Goal for this week: don't eat between assigned eating times; drink more water; start walking outside.

I'm still way overeating, despite tracking everything. I skipped the bariatric support group meeting last night b/c I was ashamed that I'm still so fat - people would see me as a failure. I had my one year post surgery appt. recently. I've lost 70 pounds but it was early on; then I stopped. I weigh 300 pounds, and am still FAT. That said, I haven't given up. I feel I can go day by day and make slow progress.

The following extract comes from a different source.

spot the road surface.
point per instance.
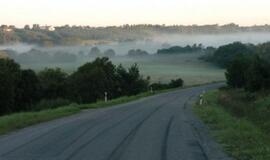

It is so hard to give up your negative thought processes regarding food and weight. DO NOT HIDE! Go to support group if you can. They're there to support you, not judge you. It is okay to struggle. You lost 70 and have kept that much off. You are not "still fat" .. you are a LOT less fat. You had some success last week and you have committed to a goal for this week. I'm trying to be nicer to myself. You should too! <3
 
Hmm I had my first set back on the 2nd I was supposed to start the applesauce consistency of foods. I was told I could make scrambled eggs. 15days out from surgery, well I was very excited. So I scrambled up three eggs. I managed to eat about 2 of the three eggs but my tummy was so mad at me. The dogs got one egg. i didn’t feel like I could eat anything all day my tummy never really settled. Even drinking water was no fun. After I finished my errands I laid down and couldn’t get comfortable. Started having abdominal pain. Searched the site for overeating and it didn’t really have anything I could find re overeating for a meal. But then I thought maybe gas pain(it wasn’t GERD), so I took some Tums. That was an awakening. Less than two min later it was bringing up fluids and even some chunks of egg. Felt much better. I could beat myself up or I could learn my lesson from it. DO NOT OVER EAT, especially 15 days after surgery. I put myself back on full liquids for two more days to give my tummy to settle down. Yesterday I had 2 oz of steak with 2 0z mashed potato For my big meal. Everything went down fine. Breakfast has been oatmeal so I am doing well. Well just sharing it has been a week for sure.
 
Hmm I had my first set back on the 2nd I was supposed to start the applesauce consistency of foods. I was told I could make scrambled eggs. 15days out from surgery, well I was very excited. So I scrambled up three eggs. I managed to eat about 2 of the three eggs but my tummy was so mad at me. The dogs got one egg. i didn’t feel like I could eat anything all day my tummy never really settled. Even drinking water was no fun. After I finished my errands I laid down and couldn’t get comfortable. Started having abdominal pain. Searched the site for overeating and it didn’t really have anything I could find re overeating for a meal. But then I thought maybe gas pain(it wasn’t GERD), so I took some Tums. That was an awakening. Less than two min later it was bringing up fluids and even some chunks of egg. Felt much better. I could beat myself up or I could learn my lesson from it. DO NOT OVER EAT, especially 15 days after surgery. I put myself back on full liquids for two more days to give my tummy to settle down. Yesterday I had 2 oz of steak with 2 0z mashed potato For my big meal. Everything went down fine. Breakfast has been oatmeal so I am doing well. Well just sharing it has been a week for sure.

I could only handle 1 egg in the beginning, now 7 months out I can do 2 if I'm only eating eggs. I find I can't each as much in the mornings as well so I usually old off breakfast until mid-morning.